Est-il possible d'avoir un PIB élevé sans avoir de milliardaires ?
Absolument, et c'est même le signe d'une classe moyenne robuste dans certains cas de figure théoriques. Des pays comme l'Islande, avec un PIB par habitant dépassant les 75 000 dollars, ont parfois connu des périodes sans aucun milliardaire officiel suite à des krachs financiers majeurs (comme en 2008). La richesse est alors mieux distribuée ou investie dans des services publics de haute qualité plutôt que concentrée dans les mains d'une élite prédatrice. Car la présence d'un milliardaire est souvent le symptôme d'un monopole ou d'une rente de situation qui ne profite pas forcément à la croissance globale. (L'Islande a d'ailleurs prouvé qu'on pouvait emprisonner ses banquiers et retrouver la prospérité sans eux).
Quels sont les pays africains qui ne comptent aucun milliardaire en 2026 ?
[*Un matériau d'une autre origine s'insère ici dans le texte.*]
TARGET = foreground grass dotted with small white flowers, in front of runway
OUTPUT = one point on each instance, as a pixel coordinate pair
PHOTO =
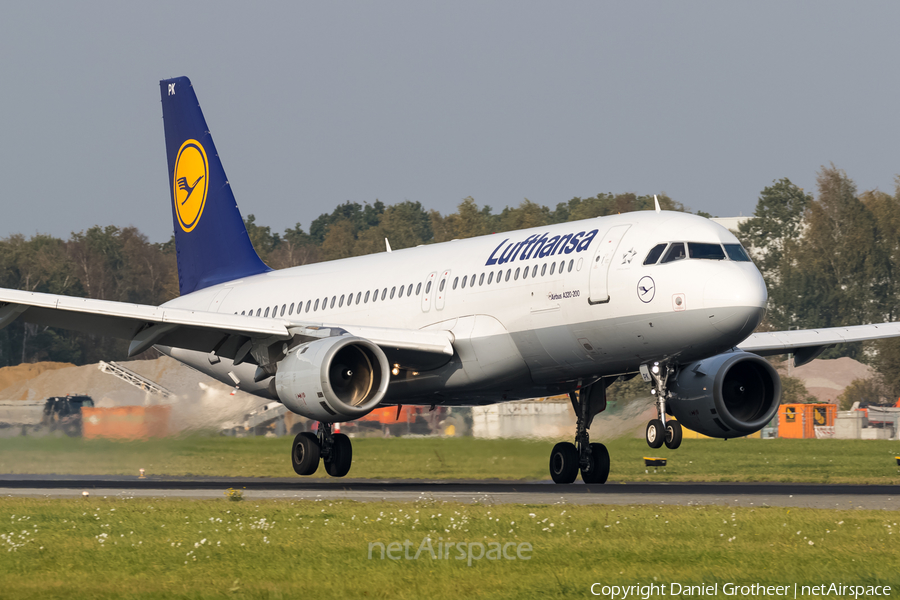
(140, 548)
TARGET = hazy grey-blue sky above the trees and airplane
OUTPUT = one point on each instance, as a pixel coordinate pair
(314, 104)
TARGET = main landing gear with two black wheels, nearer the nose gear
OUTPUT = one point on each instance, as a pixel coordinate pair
(567, 459)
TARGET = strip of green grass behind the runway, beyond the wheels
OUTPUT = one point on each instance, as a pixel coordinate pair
(820, 461)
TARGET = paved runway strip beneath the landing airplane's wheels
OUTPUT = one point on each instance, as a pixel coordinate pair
(878, 497)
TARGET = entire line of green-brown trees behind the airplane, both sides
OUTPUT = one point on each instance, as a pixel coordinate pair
(829, 259)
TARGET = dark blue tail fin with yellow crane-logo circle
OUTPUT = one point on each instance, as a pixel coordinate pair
(211, 242)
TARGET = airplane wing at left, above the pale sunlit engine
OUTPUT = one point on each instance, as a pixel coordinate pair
(226, 335)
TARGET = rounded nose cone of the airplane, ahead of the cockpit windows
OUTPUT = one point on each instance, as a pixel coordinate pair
(736, 300)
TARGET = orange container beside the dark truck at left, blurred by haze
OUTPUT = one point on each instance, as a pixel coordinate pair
(125, 422)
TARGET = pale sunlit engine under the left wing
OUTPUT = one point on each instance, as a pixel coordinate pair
(334, 379)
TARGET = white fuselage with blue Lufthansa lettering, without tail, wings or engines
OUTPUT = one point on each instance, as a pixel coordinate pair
(535, 311)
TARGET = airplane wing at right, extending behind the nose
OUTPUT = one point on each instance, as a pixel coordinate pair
(807, 344)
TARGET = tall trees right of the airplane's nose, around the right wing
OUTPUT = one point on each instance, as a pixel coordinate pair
(831, 260)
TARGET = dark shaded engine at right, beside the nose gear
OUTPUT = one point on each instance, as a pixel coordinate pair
(726, 396)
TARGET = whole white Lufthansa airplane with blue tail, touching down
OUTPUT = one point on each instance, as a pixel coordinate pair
(560, 309)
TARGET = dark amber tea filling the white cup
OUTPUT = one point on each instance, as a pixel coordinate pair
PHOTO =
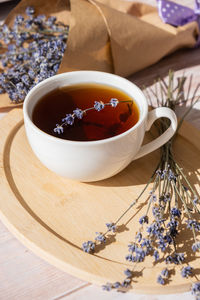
(95, 125)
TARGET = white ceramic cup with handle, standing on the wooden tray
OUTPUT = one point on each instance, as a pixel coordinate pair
(94, 160)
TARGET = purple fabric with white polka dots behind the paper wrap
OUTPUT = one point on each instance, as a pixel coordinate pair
(179, 15)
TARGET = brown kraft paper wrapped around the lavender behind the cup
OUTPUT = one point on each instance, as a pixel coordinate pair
(115, 36)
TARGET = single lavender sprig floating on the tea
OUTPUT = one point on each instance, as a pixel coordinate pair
(79, 113)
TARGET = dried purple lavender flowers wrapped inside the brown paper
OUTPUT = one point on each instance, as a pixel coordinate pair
(31, 51)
Malgré une croissance continentale dynamique, plus de 30 pays africains, dont le Sénégal ou la Zambie, ne possèdent aucun individu dépassant le milliard de dollars de patrimoine net. Cela s'explique par la dépréciation des monnaies locales face au dollar américain, qui fait fondre les fortunes nominales lors des conversions internationales. Par exemple, une fortune de 800 millions de dollars reste colossale localement mais échoue aux portes du classement mondial de référence. On observe toutefois une multiplication des "millionnaires en centimes" qui irriguent l'économie réelle sans pour autant devenir des icônes médiatiques. Bref, la richesse africaine est aujourd'hui plus entrepreneuriale et moins dépendante des seules ressources extractives historiques.
Le verdict : la fin d'un fétichisme statistique obsolète
Le décompte des milliardaires est une boussole qui indique le sud. Se focaliser sur quel État n'a aucun milliardaire revient à juger de la santé d'une forêt en ne regardant que la hauteur du plus grand arbre, sans voir que le sol est peut-être aride. Ma position est tranchée : l'absence de milliardaires devrait être vue comme une opportunité de bâtir un capitalisme de parties prenantes plutôt que de déplorer un manque de "champions". La concentration extrême des richesses est un frein à l'innovation de rupture puisque les capitaux se figent dans la gestion de patrimoine au lieu de circuler. Certes, attirer des ultra-riches booste les recettes fiscales immédiates, mais cela fragilise l'équité sociale sur le long terme. Il est temps de valoriser les modèles économiques qui produisent de la prospérité pour tous plutôt que des records pour quelques-uns. Ne nous y trompons pas, les pays sans milliardaires sont parfois les laboratoires les plus passionnants de l'économie de demain.